Juan Bautista Martínez Rodríguez nos habla en este artículo de la supresión de la asignatura de Educación para la ciudadanía.
La razón de suprimir la actual “Educación para la ciudadanía” para
el ministro José Ignacio Wert es retirar de esta asignatura el “conocimiento
controvertido”, eliminar las controversias éticas y sociales para que quede el conocimiento indiscutido,
la verdad única y absoluta. Este argumento recogido de las bases del
positivismo decimonónico por la iglesia católica pretende que la educación sea
un conjunto de conocimientos descontextualizados, asépticos, apolíticos,
amorales, estáticos, en definitiva, sin sentido. Olvidan nuestro querido
ministro y sus “expertos” asesores que el motor del conocimiento científico es
precisamente la controversia, el debate, la pluralidad de perspectivas y de
enfoques, la visión desde paradigmas y supuestos diferentes cuyas tradiciones
científicas se han y se seguirán construyendo socialmente.

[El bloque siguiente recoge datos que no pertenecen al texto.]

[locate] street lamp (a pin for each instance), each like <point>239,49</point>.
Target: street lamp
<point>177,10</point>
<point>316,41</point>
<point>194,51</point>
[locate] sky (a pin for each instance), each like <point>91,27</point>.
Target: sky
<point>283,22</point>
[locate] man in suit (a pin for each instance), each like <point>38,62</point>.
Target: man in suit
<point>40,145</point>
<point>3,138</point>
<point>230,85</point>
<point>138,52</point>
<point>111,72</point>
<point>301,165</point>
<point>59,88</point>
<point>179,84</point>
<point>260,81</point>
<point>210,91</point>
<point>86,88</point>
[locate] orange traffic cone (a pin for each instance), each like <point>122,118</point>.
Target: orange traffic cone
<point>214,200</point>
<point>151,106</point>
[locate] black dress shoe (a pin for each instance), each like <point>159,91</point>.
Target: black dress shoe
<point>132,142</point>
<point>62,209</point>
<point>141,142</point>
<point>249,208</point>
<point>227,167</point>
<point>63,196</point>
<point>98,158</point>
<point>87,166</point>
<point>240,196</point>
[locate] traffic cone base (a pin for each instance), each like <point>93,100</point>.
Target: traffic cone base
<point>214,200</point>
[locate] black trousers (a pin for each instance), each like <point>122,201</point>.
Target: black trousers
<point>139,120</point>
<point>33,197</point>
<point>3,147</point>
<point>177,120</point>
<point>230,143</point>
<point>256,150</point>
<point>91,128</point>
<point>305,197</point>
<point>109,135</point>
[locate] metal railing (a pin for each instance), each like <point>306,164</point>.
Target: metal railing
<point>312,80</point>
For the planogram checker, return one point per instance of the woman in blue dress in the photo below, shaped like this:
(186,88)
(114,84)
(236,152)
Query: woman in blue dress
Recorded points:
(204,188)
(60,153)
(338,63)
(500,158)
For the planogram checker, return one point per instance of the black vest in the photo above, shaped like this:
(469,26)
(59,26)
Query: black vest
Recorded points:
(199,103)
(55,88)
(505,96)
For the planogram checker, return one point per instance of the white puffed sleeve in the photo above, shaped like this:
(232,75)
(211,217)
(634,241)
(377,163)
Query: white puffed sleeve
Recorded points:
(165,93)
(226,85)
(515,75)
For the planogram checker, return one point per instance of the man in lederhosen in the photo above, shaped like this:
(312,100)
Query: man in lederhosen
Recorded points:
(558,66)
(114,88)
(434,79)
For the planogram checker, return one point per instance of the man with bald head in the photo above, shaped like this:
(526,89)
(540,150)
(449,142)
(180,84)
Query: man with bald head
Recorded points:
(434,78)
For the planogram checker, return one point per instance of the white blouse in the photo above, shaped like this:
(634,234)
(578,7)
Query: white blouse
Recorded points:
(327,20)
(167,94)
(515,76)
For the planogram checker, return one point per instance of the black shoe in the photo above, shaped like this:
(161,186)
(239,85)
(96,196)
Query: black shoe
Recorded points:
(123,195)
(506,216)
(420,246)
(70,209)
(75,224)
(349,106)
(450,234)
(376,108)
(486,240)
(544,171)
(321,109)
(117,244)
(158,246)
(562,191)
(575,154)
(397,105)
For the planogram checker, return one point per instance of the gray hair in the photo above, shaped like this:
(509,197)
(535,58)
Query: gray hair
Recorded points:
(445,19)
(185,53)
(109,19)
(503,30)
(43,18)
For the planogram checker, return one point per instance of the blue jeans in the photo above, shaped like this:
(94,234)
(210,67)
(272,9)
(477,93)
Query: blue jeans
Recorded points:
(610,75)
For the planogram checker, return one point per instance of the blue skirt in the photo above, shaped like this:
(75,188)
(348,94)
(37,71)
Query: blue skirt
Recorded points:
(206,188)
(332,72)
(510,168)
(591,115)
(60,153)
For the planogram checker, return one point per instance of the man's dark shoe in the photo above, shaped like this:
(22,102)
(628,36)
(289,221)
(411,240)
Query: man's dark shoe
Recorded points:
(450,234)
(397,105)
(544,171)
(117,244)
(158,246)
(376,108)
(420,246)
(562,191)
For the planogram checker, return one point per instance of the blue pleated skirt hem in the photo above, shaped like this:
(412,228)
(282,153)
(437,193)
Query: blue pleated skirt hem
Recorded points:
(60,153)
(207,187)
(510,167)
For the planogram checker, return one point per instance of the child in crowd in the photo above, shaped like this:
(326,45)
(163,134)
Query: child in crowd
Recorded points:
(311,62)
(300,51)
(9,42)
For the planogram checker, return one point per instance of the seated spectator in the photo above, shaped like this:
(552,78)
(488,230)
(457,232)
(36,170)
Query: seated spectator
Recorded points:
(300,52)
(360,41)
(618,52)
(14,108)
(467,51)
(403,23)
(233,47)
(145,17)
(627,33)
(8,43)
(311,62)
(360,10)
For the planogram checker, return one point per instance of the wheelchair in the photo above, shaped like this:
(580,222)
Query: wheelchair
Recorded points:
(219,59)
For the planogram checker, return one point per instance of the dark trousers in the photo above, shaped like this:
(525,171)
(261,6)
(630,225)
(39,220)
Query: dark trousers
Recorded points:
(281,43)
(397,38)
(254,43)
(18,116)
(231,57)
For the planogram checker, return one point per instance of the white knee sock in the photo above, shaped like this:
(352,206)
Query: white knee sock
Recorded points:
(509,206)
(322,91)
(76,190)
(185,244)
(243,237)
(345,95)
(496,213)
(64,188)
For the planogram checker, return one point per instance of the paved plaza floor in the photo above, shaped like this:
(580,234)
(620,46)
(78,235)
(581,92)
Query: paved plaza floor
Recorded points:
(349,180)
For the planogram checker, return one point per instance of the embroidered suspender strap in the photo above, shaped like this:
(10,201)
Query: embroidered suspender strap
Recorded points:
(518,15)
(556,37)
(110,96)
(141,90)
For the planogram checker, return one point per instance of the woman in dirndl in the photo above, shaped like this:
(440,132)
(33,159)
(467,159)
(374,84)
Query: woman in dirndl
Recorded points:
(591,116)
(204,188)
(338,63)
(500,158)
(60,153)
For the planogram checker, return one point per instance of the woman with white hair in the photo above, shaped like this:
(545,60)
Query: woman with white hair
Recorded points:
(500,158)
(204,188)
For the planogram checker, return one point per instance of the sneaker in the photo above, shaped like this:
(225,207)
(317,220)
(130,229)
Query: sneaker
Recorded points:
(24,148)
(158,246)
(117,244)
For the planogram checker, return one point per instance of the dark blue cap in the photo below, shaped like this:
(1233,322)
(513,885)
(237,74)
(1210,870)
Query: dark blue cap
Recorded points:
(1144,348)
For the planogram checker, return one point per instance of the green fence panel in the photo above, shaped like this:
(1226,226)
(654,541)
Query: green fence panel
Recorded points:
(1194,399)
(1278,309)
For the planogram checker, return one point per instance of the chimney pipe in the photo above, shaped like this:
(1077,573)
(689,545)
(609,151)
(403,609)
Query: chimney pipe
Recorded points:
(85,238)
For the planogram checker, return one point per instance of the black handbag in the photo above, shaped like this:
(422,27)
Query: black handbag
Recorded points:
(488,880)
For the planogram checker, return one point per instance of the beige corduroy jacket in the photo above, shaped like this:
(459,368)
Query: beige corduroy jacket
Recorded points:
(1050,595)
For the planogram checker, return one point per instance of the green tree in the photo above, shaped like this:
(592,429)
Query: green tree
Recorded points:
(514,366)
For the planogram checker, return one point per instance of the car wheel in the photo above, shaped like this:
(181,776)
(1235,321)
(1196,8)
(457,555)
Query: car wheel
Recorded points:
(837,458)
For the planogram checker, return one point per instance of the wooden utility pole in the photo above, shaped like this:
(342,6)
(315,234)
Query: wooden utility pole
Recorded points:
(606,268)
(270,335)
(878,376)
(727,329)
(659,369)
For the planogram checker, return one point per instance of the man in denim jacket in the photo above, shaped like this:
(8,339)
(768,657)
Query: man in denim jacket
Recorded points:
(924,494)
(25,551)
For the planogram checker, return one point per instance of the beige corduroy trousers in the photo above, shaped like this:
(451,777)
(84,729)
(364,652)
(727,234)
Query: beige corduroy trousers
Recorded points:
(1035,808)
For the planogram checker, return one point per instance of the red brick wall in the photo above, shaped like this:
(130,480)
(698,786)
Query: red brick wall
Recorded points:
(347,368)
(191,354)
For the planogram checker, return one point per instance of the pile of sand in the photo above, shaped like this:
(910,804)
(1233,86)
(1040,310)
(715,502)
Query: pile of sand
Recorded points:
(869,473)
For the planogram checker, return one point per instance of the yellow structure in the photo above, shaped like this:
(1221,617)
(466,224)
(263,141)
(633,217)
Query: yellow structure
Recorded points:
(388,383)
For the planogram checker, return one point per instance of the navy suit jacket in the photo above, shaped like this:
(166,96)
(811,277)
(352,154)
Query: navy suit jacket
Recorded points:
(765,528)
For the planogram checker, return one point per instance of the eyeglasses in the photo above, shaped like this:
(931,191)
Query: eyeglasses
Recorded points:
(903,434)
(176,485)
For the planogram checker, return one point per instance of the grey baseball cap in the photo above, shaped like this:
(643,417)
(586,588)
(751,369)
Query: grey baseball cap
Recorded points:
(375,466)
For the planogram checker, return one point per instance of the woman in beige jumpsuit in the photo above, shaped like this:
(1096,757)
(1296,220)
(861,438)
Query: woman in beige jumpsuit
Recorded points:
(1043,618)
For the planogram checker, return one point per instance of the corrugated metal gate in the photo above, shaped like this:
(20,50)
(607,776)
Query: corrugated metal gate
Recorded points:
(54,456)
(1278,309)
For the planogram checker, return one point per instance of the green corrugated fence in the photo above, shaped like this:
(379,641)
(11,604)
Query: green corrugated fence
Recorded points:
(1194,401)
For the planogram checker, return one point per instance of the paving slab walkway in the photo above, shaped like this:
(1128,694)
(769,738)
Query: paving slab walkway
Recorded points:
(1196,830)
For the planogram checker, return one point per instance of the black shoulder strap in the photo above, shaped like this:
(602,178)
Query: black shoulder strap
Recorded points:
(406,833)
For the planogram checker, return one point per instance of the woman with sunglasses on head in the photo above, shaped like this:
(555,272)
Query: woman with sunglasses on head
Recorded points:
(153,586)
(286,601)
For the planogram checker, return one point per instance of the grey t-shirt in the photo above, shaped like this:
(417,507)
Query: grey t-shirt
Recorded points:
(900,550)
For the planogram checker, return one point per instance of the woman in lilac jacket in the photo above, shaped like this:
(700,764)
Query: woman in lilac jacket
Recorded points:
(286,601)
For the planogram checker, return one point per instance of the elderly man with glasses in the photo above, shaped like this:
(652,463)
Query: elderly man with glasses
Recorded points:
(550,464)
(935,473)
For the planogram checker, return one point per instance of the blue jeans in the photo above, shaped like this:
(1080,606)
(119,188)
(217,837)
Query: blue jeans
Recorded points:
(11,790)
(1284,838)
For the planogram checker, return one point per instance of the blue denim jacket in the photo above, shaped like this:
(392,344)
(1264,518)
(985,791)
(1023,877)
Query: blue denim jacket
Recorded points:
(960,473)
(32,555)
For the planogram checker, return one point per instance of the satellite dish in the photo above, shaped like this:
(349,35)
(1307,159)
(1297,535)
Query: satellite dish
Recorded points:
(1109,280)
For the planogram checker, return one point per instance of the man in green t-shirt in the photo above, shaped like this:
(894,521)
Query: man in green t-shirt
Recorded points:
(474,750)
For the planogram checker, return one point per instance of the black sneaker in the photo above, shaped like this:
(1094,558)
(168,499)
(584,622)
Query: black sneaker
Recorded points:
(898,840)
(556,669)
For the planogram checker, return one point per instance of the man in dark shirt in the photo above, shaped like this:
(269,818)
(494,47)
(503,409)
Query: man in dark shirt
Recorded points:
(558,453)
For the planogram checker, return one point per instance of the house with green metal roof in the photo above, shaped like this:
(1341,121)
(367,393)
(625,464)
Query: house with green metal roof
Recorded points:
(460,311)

Justamente en el siglo XXI
los grandes problemas de la ciencía suponen auténticas controversias
científicas, y funcionan como un motor de la producción científica y
tecnológica. Porque la calidad de una democracia depende de la adecuada
comprensión por parte de la ciudadanía de los problemas a resolver, entre ellos
los relativos a cuestiones científicas y tecnológicas. El británico Durant[1]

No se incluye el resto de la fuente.